Significant sources of legal authority for addressing climate change include:
U.S.:
The U.S. Supreme Court is the leading authority on the interpretation of U.S. law. In 2007, the Supreme Court decided Massachusetts v. EPA, a case brought by 12 States and the District of Columbia, among others, to determine whether the U.S. Environmental Protection Agency (EPA) must regulate greenhouse gas emissions from new motor vehicles.
The Supreme Court decided:
- Four greenhouse gases – carbon dioxide, methane, nitrous oxide, and hydrofluorocarbons – are air pollutants which EPA has authority to regulate under the Clean Air Act, and
- EPA must decide whether these greenhouse gases “cause, or contribute to, air pollution which may reasonably be anticipated to endanger public health or welfare” or explain its reasons for being unable to form a scientific judgment.
Following the Court’s opinion, EPA found that these greenhouse gases endanger public health and welfare.
Clean Air Act is the principal federal law regulating “air pollution which may reasonably be anticipated to endanger public health or welfare.” The Act directs EPA, among other things, to regulate emissions of air pollutants such as greenhouse gases from new and existing stationary sources (e.g., utilities and chemical plants) and new mobile sources when the emissions “cause or contribute” to such air pollution. EPA has published “The Plain English Guide to the Clean Air Act” to help the public understand the Act.
The Global Change Research Act of 1990 continues an initiative begun by President George H. Bush in 1989. The Act calls for a coordinated, comprehensive, inter-agency research program to “assist the nation and the world to understand, assess, predict, and respond to human-induced and natural processes of global change.” The Act defines “global change” to include alterations in climate, land productivity, oceans or other water resources, atmospheric chemistry, and ecological systems that may alter Earth’s capacity to sustain life. Assessments must be updated every four years; the next National Climate Assessment is due in 2014.
The Global Climate Protection Act of 1987 found greenhouse gas emissions may be substantially increasing Earth’s average temperature and, though “the consequences…may not be fully manifest until the next century,” the impact may be “irreversible.” Calling for action “in time to protect the climate,” Congress directed EPA to propose a “coordinated national policy on global climate change,” and ordered the Secretary of State to coordinate diplomatic efforts to combat global warming.

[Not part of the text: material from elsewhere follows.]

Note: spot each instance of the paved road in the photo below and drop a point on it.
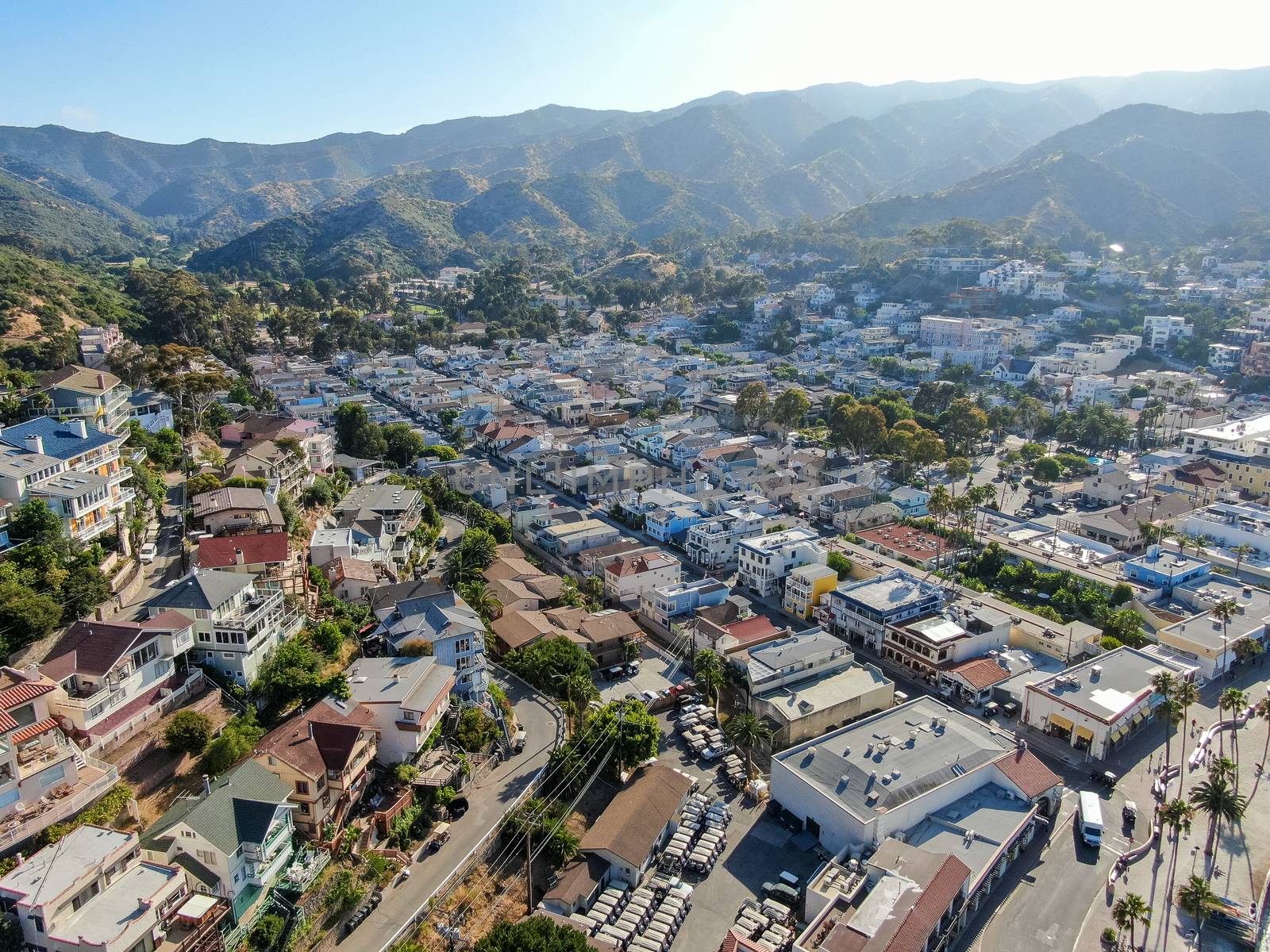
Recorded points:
(488, 804)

The “Endangerment Finding” is the U.S. Environmental Protection Agency’s (EPA’s) regulatory finding that combined emissions of six greenhouse gases — carbon dioxide, methane, nitrous oxide, hydrofluorocarbons, perfluorocarbons, and sulfur hexafluoride — endanger the public health and welfare of current and future generations. Simultaneously, EPA found that emissions of greenhouse gases from new motor vehicles contribute to dangerous greenhouse gas pollution. EPA issued both findings in response to the U.S. Supreme Court’s opinion in Massachusetts v. EPA and after weighing 380,000 public comments on the issue.
Executive Order 13514: “Federal Leadership in Environmental, Energy, and Economic Performance,” directs federal agencies to lead by example to: increase energy efficiency, reduce greenhouse gas emissions, conserve water, eliminate waste, prevent pollution, and foster sustainability. The Order also directs federal agencies to develop plans for adapting to the impacts of climate change on their mission and operations.
International:
The United Nations Framework Convention on Climate Change (UNFCCC) is a nonbinding agreement among 154 nations, including the U.S., to reduce atmospheric concentrations of carbon dioxide and other greenhouse gases to “prevent dangerous anthropogenic [i.e., human-induced] interference with the [Earth’s] climate system.” The convention emerged from the 1992 United Nations “Earth Summit” in Rio de Janeiro. President George H. Bush attended the summit and signed the convention for the U.S.; the U.S. Senate unanimously ratified the treaty.
The Kyoto Protocol is a 1997 international agreement assigning mandatory greenhouse gas emission reduction targets to the 37 industrialized nations and the European community which ratified the Protocol. The Protocol only binds developed nations on the principle that they are largely responsible for high levels of greenhouse gases accumulated in the atmosphere over 150 years of industrial activity. The U.S. is not a participant. Because developing and heavily polluting nations such as China and India were not subject to binding emission reductions, the U.S. Senate unanimously passed a resolution opposing U. S. entry into the Protocol and President Clinton did not submit the Protocol to the Senate for ratification. Canada, originally a signatory, withdrew from the Protocol in 2011.